ワークショップの内容をもとに考えるなら、それはまず、人と人の間で動きが紡ぎだされていったことと関係しているのではないかと思われます。相手にこう動いて欲しい、だからこう触れる。そして相手が返してきたものに応じて、自分がこう働きかけたいという衝動が生れる。つまり、ここで踊ることは、主体となり客体となることが絶えず切り替わる関係の中で動くということでもあるのです。こうした双方向的な働きかけの中で成立する動きは、ディスコミュニケーションやミスコミュニケーションも含め、二者の間で起こる出来事を現在進行形で映し出し、見る者をはっとさせるような相貌を帯びることがあります。同様の現象は、ノン・ダンサーが参加するワークショップでは珍しくないように思われるのですが、中でもコンタクトの手法は、日常の設定をはずした上で、人が人の間で動くときに生じる普遍的な事実に通じる何かを、引き出す優れた装置なのかも知れません。

坂本「僕がコンタクトが好きなのは、リアリティーがあるからなんです。この人がここにいることは回避できない。別にコンタクト一筋ってわけじゃないんだけど、コンタクトは結局コミュニケーションの話なので、掘れば掘るほど発見があるから面白くてたまらない。一人一人の体も違うし。一人でできる動きと二人でできる動きは違うし。そうやっていろいろ発見していけるのが楽しいんです。」

ところで、そうやって引き出された「何か」が帯びる事実性は、テクニックに支えられた“アート”としてのダンスが備える興味深さとは、本質的に異なるものであると考えられます。確かに、ビギナークラスの後で、本格的なクリエイションクラスを見てみると、両者の質の違いは歴然としてある。けれども、踊って見せるのが人であり、それを見る私も人であるなら、ダンスをこの人間の間に起きる現象から切り離すこともまた、簡単ではないように思われます。「で、あれって、どこからがダンスだったのでしょう?」という疑問が、参加者から発せられたのも無理はありません。

この、ダンスの定義に関わる難問に対する坂本さんの返事は、「僕個人は、見る人がいて、見られる人がいたら踊りだと思っています。」というものでした。

坂本「僕はダンスを始めるのが遅くって、25才なんですね。その頃、フレームを仮想して鴨川を眺めるのが好きで、毎日そういうことをしては、『これはもう映画だ、かなわんわー』って、打ちひしがれていたんです。極論すると、視線が劇場を作るという考え方ですね。でも、そこまで割り切ったダンスができればいいんだけど、実際に作るときはそうもいかなくていろいろやるわけですが(笑)。」

この極論の中で、“見る”ことは、一見、一方的にイメージを投げかける行為であるかのように語られています。けれども実際にクラスで行われたのは、「動く」と「動かす」のワークと同様に、「見る」と「見られる」すなわち「踊る」が絶えず入れ替わる中での、双方向的なやりとりにもとづく作業でした。つまり、視覚は、相手に触れ、働きかける動きと連続しており、その間に起こる現象によって常に構えを新たにしている。その時に大切なのが、先に触れた事実性、すなわち「リアリティー」を積極的に求めることなのかも知れません。
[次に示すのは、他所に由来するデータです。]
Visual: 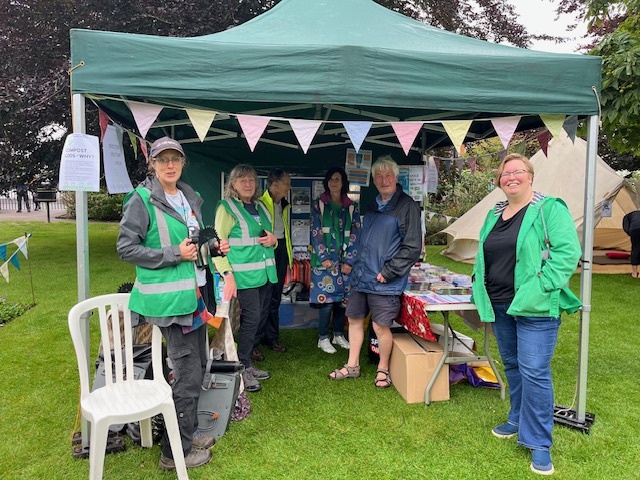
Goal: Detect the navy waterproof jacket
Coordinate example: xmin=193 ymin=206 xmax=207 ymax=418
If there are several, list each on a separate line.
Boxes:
xmin=351 ymin=184 xmax=423 ymax=295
坂本「自分の体はイメージである程度動かせるんだけど、他者に対しては、どこから触れていっても、相手の体の状態をリサーチして、感じ続けることが必要だと思います。大事なのはリアリティ。例えば、リアクションのときは鉄でも風船でもいいんだけど、それをイメージして動いてもそれは僕のイメージの世界。それに対して、どう触れるかはひとつのリアルな事実。」

恐らく、「動きを読む力はダンスを始めてから強くなりました」と言う坂本さんの視線は、踊る経験を重ねるごとに、このリアリティーに対するセンサーを研ぎ澄ましているのでしょう。そうであるなら、坂本さんの視線を通過しアレンジされた動きが”見られる”質を獲得したのも頷ける気がします。ダンスのワークショップは、このように動き、見られ、見るということの実体験をとおして、そういったダンスの瞬間を見る、感受する“アート”を磨く場でもある。このアートは、舞台の上と限らずとも、普通に生きてる誰もが、日々の中で”ダンス的”瞬間を発見し、創造してゆくために、生かす事ができるのではと思われるのでした。